Ik ga naar dat wijkkoor, naar de fitness, eten in het Huis
van de Wijk, naar een wandelclub, naar een
jokerclub, bij een 50-plussersklup, allemaal om mensen te ontmoeten. Uiteindelijk leer ik maar een handjevol mensen een beetje kennen. Met drie mensen heb ik wat meer contact. Vijf jaar ga ik (stom, stom,
stom) om met een vrouw, die al die vijf jaren niks anders doet dan janken en
klagen over migraine. Dat is godzijdank uit. Verder leer ik Bert van de wandelclub goed kennen en Hugo dan, van het koor.
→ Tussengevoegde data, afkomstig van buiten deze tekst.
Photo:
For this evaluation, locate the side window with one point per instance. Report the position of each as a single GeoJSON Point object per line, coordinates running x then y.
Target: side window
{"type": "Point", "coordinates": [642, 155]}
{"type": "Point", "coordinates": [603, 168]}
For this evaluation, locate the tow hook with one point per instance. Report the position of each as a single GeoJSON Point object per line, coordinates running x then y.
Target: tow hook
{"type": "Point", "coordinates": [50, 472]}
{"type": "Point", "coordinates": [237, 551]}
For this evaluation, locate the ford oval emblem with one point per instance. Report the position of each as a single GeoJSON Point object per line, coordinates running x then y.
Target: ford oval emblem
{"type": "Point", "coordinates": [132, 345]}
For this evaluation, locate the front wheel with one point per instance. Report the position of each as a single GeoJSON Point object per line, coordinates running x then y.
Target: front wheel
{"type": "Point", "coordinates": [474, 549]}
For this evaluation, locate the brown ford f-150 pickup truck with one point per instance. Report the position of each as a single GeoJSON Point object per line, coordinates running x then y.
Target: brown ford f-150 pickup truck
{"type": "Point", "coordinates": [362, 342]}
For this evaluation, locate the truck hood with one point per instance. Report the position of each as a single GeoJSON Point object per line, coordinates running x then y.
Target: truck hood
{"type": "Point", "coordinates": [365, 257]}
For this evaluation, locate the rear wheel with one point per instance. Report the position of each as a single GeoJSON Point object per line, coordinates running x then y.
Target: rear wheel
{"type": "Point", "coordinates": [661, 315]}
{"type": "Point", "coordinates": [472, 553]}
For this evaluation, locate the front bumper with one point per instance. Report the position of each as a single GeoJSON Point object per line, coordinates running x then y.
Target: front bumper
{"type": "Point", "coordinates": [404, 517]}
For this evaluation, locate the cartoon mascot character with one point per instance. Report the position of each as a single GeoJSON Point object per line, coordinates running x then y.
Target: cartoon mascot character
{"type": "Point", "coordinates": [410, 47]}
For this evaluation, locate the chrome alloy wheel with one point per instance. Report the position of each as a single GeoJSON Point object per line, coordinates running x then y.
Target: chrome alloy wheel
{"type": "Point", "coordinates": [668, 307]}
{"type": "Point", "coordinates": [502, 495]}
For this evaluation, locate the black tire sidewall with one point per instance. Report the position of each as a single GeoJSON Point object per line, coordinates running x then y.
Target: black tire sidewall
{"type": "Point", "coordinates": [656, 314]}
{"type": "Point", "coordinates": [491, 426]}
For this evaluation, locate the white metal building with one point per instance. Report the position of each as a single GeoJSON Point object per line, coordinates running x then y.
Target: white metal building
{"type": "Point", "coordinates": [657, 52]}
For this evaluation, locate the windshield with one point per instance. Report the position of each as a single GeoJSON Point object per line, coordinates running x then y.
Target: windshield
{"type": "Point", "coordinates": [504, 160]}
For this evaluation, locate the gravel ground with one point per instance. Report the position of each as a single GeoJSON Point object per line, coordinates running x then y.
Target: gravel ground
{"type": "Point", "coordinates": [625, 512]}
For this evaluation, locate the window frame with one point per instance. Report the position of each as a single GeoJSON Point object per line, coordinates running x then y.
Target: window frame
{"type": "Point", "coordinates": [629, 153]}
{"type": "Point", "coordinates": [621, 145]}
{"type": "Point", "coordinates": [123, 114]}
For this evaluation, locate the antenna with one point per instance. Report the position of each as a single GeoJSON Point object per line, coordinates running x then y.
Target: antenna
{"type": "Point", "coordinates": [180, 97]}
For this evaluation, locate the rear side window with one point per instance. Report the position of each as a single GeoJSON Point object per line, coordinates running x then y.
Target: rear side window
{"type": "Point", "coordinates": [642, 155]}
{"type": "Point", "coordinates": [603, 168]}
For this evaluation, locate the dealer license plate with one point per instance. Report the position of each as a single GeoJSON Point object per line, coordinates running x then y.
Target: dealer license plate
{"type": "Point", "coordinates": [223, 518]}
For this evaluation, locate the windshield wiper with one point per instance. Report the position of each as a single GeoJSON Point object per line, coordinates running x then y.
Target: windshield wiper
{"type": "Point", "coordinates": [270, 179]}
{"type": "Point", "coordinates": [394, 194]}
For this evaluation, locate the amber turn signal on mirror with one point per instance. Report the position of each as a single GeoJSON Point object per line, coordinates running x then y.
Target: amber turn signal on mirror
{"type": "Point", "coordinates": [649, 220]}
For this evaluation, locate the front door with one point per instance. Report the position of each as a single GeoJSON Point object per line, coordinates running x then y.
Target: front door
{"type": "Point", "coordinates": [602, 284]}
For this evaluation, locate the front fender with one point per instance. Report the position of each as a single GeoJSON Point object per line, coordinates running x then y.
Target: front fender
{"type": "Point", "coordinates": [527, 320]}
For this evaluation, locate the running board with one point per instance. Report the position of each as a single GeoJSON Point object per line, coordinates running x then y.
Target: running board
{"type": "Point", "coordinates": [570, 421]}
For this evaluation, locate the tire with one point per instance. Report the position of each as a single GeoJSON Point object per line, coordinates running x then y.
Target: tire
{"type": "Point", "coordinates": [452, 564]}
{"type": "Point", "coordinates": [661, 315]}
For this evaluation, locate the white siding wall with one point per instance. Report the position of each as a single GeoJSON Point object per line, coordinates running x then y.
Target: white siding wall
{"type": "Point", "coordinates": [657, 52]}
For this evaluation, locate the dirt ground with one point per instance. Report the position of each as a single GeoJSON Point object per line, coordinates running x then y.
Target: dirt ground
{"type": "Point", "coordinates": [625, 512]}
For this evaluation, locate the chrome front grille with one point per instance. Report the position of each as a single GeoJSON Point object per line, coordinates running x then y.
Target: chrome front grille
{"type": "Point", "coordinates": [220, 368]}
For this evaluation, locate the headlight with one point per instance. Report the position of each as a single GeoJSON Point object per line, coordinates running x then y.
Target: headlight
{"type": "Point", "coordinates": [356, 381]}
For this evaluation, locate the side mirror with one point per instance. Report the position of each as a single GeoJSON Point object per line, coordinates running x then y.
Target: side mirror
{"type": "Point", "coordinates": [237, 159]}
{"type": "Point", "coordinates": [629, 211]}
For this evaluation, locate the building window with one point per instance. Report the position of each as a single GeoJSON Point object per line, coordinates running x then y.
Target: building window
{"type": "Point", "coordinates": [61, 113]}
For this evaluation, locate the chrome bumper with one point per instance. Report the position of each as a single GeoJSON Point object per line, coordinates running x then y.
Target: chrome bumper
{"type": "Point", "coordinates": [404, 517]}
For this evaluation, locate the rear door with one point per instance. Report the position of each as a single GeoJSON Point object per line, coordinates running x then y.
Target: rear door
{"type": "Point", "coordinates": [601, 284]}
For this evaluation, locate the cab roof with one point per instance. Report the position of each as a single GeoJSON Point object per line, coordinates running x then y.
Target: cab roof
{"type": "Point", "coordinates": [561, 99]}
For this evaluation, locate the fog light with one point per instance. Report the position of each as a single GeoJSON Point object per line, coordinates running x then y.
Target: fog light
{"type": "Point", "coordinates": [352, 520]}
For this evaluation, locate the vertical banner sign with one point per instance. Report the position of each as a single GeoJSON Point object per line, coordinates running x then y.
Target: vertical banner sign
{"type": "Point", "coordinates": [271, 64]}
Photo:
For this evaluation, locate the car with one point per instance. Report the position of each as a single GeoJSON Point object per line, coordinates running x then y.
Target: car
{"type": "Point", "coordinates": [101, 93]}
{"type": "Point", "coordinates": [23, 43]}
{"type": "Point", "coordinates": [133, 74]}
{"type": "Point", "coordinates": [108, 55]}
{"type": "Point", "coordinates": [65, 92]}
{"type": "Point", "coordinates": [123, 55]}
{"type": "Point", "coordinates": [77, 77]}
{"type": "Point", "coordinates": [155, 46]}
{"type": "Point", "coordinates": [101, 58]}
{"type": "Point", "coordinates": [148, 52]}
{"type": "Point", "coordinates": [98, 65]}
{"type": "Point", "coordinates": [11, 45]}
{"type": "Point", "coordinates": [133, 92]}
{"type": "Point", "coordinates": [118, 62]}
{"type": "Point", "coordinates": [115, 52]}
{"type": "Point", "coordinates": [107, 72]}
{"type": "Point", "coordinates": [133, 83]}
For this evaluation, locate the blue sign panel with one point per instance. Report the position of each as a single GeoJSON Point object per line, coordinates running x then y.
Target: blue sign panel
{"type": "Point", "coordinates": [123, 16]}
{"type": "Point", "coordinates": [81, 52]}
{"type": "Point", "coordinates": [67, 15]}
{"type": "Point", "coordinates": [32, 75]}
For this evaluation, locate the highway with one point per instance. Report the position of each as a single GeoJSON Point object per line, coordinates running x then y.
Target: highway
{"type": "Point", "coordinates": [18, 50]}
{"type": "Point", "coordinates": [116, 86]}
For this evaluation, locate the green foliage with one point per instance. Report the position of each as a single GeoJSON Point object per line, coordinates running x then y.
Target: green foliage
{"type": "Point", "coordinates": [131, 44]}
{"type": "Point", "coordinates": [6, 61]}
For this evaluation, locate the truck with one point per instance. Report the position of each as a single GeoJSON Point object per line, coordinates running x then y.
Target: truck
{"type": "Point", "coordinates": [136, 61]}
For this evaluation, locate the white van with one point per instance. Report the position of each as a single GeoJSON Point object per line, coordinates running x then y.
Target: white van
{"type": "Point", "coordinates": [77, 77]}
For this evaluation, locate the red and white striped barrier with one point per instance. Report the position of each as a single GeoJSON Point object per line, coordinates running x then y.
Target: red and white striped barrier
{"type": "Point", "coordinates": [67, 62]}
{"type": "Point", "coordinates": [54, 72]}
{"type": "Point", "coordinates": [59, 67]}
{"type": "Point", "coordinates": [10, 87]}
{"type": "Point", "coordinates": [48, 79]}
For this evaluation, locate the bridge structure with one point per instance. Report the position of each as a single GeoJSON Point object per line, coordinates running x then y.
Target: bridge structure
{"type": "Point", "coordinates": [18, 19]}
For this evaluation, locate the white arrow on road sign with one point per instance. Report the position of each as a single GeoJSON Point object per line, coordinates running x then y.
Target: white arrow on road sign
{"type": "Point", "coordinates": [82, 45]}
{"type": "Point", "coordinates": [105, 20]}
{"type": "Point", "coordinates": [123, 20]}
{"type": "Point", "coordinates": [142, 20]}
Hugo, is nu 83, ruim twee jaar dementerend en zit in een
verzorgingshuis. Het gaat slecht met hem. Binnenkort raak ik hem kwijt. Zaterdag
ben ik nog bij hem op bezoek. Ik zie hem dan zitten slapen in zijn rolstoel
achter een tafeltje naast het raam. ‘Hij slaapt al de hele dag’, zegt een zuster.
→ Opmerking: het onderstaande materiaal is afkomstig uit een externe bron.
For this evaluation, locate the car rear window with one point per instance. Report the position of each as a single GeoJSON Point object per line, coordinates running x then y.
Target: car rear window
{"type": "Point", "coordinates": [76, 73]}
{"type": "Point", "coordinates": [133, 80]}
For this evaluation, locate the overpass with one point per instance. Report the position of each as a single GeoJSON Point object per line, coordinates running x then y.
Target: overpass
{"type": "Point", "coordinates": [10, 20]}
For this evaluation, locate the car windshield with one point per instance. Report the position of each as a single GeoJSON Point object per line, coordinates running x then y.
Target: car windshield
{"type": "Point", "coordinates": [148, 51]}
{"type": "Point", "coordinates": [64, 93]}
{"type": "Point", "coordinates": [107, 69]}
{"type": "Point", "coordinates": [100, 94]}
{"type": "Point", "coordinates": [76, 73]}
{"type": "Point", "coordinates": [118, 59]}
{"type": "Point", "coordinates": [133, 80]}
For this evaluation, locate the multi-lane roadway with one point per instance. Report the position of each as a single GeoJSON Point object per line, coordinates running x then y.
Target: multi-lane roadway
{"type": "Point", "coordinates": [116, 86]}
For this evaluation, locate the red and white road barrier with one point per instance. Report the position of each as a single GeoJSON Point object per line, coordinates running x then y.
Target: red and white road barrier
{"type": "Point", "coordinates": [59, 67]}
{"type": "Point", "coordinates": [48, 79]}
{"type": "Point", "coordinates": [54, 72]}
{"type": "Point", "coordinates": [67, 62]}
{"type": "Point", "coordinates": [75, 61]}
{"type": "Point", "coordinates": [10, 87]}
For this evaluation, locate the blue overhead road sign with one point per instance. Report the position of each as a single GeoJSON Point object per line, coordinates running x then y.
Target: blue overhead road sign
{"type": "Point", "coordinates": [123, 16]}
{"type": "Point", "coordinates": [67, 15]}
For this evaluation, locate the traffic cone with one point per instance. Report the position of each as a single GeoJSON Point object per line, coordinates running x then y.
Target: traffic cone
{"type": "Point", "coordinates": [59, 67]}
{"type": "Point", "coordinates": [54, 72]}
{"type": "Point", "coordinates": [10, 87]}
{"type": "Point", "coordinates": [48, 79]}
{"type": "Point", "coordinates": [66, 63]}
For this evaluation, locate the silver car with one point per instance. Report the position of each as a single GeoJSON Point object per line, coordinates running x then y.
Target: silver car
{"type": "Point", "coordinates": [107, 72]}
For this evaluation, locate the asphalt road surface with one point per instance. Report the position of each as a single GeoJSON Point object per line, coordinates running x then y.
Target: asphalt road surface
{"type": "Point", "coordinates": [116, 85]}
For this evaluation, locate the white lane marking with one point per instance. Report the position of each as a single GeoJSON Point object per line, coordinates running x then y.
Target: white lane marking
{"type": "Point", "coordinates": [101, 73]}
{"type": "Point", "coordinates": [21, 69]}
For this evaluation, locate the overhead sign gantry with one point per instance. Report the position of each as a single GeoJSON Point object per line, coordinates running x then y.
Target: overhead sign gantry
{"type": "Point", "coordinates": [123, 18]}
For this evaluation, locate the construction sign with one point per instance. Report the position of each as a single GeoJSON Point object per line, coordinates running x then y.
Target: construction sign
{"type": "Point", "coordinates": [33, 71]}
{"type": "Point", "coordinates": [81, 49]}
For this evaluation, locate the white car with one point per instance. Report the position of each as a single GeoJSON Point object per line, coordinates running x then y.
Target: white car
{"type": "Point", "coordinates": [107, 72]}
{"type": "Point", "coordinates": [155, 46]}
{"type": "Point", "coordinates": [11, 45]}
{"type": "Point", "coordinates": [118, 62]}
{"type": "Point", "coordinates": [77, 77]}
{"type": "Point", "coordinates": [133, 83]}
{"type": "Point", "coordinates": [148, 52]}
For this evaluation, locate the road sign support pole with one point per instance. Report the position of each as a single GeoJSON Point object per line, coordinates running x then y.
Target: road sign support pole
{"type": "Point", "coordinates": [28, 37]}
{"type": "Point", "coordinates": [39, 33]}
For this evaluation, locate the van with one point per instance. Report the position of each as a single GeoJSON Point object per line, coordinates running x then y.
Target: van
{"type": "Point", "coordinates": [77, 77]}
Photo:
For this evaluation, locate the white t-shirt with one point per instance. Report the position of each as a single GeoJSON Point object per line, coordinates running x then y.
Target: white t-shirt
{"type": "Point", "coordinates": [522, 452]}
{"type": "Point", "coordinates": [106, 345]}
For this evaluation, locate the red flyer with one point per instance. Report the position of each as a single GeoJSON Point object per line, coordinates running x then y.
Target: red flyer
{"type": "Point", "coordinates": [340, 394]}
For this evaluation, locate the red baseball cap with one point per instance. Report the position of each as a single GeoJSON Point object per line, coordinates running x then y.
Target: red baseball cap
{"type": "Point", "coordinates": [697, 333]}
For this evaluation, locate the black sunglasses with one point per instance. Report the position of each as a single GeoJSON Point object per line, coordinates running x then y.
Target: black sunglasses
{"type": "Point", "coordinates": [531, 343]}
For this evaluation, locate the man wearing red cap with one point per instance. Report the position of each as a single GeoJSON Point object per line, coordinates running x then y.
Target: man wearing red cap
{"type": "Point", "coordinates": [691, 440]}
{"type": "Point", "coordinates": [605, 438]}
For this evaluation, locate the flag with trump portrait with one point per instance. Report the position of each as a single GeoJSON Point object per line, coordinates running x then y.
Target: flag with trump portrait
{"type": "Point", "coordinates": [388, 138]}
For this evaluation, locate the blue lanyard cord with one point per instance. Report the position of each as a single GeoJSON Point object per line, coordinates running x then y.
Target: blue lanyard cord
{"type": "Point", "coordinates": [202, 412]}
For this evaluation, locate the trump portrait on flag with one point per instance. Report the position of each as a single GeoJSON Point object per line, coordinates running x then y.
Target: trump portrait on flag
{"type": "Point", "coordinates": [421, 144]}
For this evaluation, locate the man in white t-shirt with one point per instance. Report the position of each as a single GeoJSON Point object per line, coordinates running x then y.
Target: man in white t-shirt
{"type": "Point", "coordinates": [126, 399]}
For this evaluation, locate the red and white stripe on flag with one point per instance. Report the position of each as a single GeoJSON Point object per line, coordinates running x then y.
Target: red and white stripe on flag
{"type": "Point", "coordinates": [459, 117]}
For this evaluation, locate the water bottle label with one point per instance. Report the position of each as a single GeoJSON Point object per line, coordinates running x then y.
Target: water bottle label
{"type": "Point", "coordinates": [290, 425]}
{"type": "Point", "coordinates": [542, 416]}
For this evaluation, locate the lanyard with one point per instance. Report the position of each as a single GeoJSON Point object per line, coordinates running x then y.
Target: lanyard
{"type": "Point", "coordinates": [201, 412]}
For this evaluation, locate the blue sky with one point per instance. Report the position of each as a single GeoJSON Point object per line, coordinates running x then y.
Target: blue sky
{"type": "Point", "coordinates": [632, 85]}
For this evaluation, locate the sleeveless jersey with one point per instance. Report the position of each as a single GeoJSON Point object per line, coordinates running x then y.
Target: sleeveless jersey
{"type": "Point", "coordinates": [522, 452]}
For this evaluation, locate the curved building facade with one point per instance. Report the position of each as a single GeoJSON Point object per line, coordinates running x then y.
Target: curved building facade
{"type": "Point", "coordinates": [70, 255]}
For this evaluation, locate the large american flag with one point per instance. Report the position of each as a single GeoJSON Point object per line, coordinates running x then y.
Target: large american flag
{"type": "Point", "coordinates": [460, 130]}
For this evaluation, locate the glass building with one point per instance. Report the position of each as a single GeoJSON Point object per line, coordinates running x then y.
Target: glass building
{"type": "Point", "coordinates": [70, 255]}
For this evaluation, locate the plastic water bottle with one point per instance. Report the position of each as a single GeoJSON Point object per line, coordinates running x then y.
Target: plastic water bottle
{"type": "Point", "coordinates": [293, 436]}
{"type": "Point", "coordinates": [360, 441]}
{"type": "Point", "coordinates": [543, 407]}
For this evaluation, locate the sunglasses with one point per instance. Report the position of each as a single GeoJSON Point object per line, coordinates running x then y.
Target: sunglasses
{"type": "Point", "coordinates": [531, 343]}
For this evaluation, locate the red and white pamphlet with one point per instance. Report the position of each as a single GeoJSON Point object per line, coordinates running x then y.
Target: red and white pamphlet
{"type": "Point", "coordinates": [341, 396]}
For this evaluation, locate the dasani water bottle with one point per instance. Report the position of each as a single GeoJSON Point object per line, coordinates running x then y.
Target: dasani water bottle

De verpleging laat hem gewoon slapen. Tot etenstijd. Daarna maken ze hem wakker
en brengen hem daarna naar bed. Vijf minuten blijf ik in de ‘huiskamer’ naar
hem staan kijken. Dan zeg ik tegen de verpleegsters die hier ook zitten: ‘Doe
hem straks, als ie wakker is maar de groeten van Johan’. ‘Oooh,’ zegt een
verpleegster, ‘die naam is makkelijk te onthouden; onze teamleider heet ook zo!’
De vorige keer dat ik bij hem op bezoek ben, hebben we nog
een beetje contact. Hij zegt iets over Feyenoord, dat ze gewonnen hebben. Ik
zeg dat ze goed bezig zijn en nog
voordat ik uitgesproken ben, zijn zijn ogen dichtgevallen. Als hij na een paar
minuten weer wakker wordt zegt hij dat hij moet piesen. Hij kan zichzelf niet
meer uit zijn rolstoel hijsen en voor mij is hij te zwaar om te tillen. Hugo
begint luid en duidelijk: zuster, zuster, zuster te roepen, waarschijnlijk omdat
ik niet snel genoeg een verpleegster ga halen. ‘Zuster, zuster, zuster’. ‘Ik ga
al.’ Er komt gelijk iemand met mij mee.
Hugo blijkt niet alleen te moeten piesen. De zuster handelt het allemaal keurig af. De stank is niet te harden
maar ebt gelukkig snel weg. De zuster legt hem in bed. Hij is in een mum van
tijd vertrokken. ‘Welterusten, meneer, van Raalte, slaap lekker’, zegt de
zuster. Ik loop met haar mee zijn kamer uit. ‘Dag Huug, over veertien dagen
zie ik je weer.’
Het duo Huug en Johan
is zo langzamerhand wel uitgezongen.